Publié le 12 janvier 2024 17h33. L’ancien président américain Donald Trump a exhorté Cuba à parvenir à un accord, tout en commentant de manière provocatrice l’avenir politique de l’île et son lien avec le Venezuela. La Havane a réagi en affirmant sa souveraineté et sa détermination à défendre son territoire.
- Donald Trump a appelé Cuba à négocier un accord rapidement.
- Le président cubain Miguel Díaz-Canel a affirmé que Cuba est prête à se défendre et à protéger sa souveraineté.
- Trump a également fait des déclarations concernant le rôle de Cuba dans la sécurité du Venezuela et les liens économiques entre les deux pays.

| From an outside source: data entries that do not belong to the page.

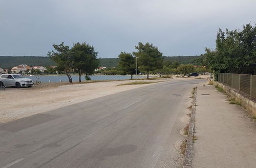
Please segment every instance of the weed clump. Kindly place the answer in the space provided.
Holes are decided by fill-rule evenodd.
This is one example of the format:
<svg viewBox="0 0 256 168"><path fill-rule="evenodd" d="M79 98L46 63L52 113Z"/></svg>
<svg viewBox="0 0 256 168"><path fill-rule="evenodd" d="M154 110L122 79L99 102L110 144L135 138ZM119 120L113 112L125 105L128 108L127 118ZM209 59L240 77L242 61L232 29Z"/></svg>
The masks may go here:
<svg viewBox="0 0 256 168"><path fill-rule="evenodd" d="M180 145L180 153L183 155L185 155L186 145L187 145L187 140L184 140L182 141L182 143Z"/></svg>
<svg viewBox="0 0 256 168"><path fill-rule="evenodd" d="M187 124L186 127L184 128L184 134L187 135L188 134L188 128L189 128L189 124Z"/></svg>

Donald Trump a exprimé son opinion sur la situation cubaine via son réseau social, Truth Social, republiant un message d’un utilisateur anonyme suggérant que le sénateur Marco Rubio, d’origine cubaine, pourrait un jour diriger Cuba. Il a commenté ce message par un simple « Ça me semble bien ». Avant cela, l’ancien président avait déclaré que Cuba bénéficie depuis des années d’un approvisionnement important en pétrole et en fonds du Venezuela, en échange de « services de sécurité » fournis aux deux derniers dirigeants vénézuéliens.
« Cuba est un pays libre, indépendant et souverain. Personne ne nous dit quoi faire. »
Miguel Díaz-Canel, président cubain
En réponse aux déclarations de Trump, le président cubain Miguel Díaz-Canel a réaffirmé la souveraineté de son pays sur la plateforme X (anciennement Twitter). Il a souligné que Cuba est prête à défendre sa patrie « jusqu’à la dernière goutte de sang ». Il a ajouté :
« Je leur conseillerais fortement de conclure un accord avant qu’il ne soit trop tard. »
Donald Trump, ancien président américain
Les relations entre Cuba et les États-Unis sont marquées par un embargo commercial américain en vigueur depuis plusieurs décennies. Face à cette situation, La Havane dépend de plus en plus du pétrole vénézuélien depuis l’an 2000, dans le cadre d’un accord initialement conclu avec le président vénézuélien Hugo Chávez. Trump a affirmé que la plupart des Cubains impliqués dans des activités hostiles aux États-Unis avaient péri lors d’une récente attaque, et que le Venezuela n’aurait plus besoin de la protection de ces individus qu’il qualifie de « bandits et extorsionnistes ».